Everyone talks about wearable computers in the years to come. Whether I go for that has an awful lot to do with who designs them; I'm quite fastidious about what I wear [laughs]. These huge vinyl boots -- when you're 18, that's OK, but not when you're 52. You hear about air-conditioned cooling suits or visor helmets so we can watch stock options flash before our eyes while we send E-mail from our wristwatches. It's all too silly.

Within the home, I love the idea of intelligent buildings completely wired, though I don't think I'd have anything like the Bill Gates house. I don't want it to look like you're living inside HAL -- thought I don't mind HAL living with me. But I like old-fashioned paintings on my wall. No flat video representations of them, either. I want to touch the paint and feel statues.

As pieces of my body start falling apart, I'll have them all replaced.
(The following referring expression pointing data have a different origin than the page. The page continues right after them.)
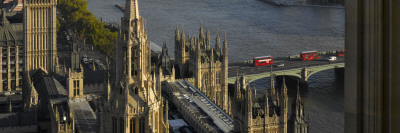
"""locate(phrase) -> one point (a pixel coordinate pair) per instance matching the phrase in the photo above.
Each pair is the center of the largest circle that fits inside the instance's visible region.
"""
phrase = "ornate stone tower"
(75, 73)
(250, 117)
(135, 104)
(284, 106)
(298, 122)
(207, 66)
(40, 39)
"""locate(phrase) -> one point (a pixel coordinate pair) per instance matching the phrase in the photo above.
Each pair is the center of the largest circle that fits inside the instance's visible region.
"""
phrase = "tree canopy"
(81, 20)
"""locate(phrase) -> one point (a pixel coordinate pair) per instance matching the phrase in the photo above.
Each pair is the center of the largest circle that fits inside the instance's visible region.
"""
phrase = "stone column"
(16, 68)
(8, 69)
(1, 70)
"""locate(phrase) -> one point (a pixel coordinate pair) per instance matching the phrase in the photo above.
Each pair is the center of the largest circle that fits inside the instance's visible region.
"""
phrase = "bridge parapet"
(302, 73)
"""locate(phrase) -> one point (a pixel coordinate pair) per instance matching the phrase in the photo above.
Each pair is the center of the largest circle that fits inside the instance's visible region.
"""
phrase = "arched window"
(205, 80)
(141, 126)
(114, 125)
(132, 125)
(121, 125)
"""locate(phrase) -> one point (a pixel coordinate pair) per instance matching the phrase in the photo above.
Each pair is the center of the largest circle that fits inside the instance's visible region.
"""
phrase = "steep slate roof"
(10, 32)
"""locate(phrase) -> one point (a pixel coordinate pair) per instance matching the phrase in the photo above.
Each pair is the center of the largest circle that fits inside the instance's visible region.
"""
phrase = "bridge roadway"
(292, 67)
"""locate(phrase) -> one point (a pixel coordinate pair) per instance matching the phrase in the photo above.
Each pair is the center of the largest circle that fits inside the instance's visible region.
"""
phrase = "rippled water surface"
(254, 28)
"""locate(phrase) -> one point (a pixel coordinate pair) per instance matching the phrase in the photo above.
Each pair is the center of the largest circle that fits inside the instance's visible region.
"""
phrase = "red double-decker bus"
(340, 53)
(262, 60)
(309, 55)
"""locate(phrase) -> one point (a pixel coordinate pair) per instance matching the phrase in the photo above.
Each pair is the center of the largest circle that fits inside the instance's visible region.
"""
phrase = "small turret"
(201, 36)
(218, 43)
(183, 41)
(225, 51)
(272, 83)
(177, 37)
(266, 106)
(208, 45)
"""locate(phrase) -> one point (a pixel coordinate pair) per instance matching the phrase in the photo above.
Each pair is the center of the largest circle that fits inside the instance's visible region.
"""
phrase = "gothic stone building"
(250, 117)
(134, 103)
(40, 39)
(11, 53)
(267, 114)
(208, 66)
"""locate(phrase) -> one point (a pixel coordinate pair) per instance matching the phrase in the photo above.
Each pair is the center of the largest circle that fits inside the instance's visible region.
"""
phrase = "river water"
(254, 28)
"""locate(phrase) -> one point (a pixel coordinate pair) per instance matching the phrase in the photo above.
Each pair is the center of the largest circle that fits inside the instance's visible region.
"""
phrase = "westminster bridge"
(292, 66)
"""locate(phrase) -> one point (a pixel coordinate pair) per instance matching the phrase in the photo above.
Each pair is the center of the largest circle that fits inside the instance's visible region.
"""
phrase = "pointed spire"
(201, 36)
(272, 82)
(132, 9)
(183, 36)
(225, 47)
(266, 105)
(177, 37)
(212, 56)
(298, 91)
(284, 88)
(217, 42)
(208, 45)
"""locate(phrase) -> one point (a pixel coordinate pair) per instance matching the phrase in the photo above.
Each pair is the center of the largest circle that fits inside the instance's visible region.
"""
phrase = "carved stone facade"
(208, 66)
(11, 54)
(135, 103)
(250, 116)
(298, 122)
(75, 73)
(40, 40)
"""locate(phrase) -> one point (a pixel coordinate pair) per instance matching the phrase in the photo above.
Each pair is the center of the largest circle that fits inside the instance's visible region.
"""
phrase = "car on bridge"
(332, 58)
(263, 60)
(309, 55)
(279, 65)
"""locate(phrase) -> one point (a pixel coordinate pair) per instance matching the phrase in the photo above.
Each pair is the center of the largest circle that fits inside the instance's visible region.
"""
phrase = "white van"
(332, 58)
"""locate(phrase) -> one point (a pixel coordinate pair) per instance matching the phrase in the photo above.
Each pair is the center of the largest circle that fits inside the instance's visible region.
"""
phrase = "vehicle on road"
(340, 53)
(280, 65)
(262, 60)
(332, 58)
(309, 55)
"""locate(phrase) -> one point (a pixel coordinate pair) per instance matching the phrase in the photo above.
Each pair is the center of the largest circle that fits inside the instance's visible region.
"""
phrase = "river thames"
(254, 28)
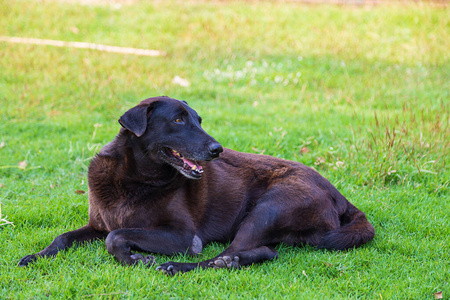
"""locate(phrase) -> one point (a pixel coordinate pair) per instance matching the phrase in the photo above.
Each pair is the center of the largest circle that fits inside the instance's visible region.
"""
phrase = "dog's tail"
(355, 230)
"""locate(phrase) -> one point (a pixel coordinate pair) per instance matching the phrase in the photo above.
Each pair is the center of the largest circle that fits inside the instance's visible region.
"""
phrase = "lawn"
(361, 93)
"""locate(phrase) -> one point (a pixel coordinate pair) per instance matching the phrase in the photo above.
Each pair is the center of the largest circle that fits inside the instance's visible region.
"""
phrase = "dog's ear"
(135, 119)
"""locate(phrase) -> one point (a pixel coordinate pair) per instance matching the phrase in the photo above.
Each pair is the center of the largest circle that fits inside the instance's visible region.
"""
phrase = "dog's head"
(171, 129)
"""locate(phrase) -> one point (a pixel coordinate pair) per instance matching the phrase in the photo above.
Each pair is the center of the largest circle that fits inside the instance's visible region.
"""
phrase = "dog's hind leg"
(63, 242)
(121, 242)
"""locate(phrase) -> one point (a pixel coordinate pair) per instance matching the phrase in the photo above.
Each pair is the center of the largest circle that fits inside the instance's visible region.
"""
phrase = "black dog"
(156, 188)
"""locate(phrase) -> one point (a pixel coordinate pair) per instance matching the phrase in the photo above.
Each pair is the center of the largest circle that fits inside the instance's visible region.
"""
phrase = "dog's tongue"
(192, 164)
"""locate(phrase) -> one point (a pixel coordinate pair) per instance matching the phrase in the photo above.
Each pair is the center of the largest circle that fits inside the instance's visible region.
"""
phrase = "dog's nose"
(215, 149)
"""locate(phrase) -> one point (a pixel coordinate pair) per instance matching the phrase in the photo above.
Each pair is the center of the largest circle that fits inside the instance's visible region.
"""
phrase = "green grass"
(360, 93)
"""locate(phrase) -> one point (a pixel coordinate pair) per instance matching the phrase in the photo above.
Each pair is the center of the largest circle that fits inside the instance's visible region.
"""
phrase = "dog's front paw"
(172, 268)
(229, 262)
(146, 260)
(27, 260)
(169, 268)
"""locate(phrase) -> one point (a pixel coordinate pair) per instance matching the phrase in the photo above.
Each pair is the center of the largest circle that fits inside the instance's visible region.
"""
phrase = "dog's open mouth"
(189, 168)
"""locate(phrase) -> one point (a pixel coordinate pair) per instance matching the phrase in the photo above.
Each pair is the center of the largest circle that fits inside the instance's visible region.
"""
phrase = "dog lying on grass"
(163, 185)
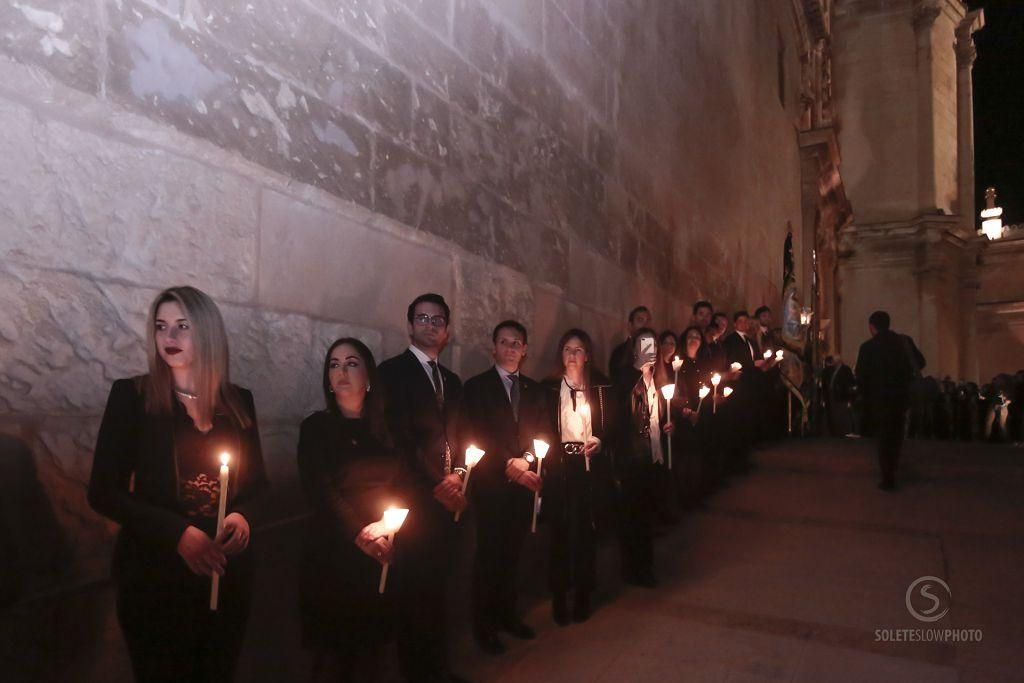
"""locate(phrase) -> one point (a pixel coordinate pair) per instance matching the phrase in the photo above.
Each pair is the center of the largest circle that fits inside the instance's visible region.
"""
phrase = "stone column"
(925, 13)
(966, 54)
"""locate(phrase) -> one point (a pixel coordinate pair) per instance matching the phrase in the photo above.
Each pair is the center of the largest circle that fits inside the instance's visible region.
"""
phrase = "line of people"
(395, 434)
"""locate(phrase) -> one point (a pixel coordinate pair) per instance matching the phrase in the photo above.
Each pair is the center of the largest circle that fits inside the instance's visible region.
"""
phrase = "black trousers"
(424, 556)
(888, 417)
(568, 501)
(639, 479)
(504, 515)
(173, 636)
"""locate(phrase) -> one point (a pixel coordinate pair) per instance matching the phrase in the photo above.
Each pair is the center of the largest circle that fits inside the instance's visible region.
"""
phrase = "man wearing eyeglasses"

All the ones that make life worth living -- I'm talking of the brain, of course [laughs].

I suspect that I won't be living in a very different fashion in 2008. Why I fight the idea that my lifestyle would change is because it really didn't change that radically in the last 20 years. I don't see why it would in the next 10.

There's a built-in expectation [created] by the stupid millennium business. The buildup to the millennium is going to cause this agitated state between exhilaration and panic. Next year could be a frightening year. There will be such an enormous letdown when you wake up in 2000 and realize it's just another rainy Tuesday and your life hasn't changed, for the better or worse.

The biggest lifestyle change will be for parents and children. Unless parents get themselves computer-literate, there will be a real disparity in knowledge and reference points. The child will think the parent is stupid, and the parent will become bitter and angry that he can't understand things.

In 1999, Kim S. Nash was a senior writer at Computerworld and is now a senior writer at The Wall Street Journal.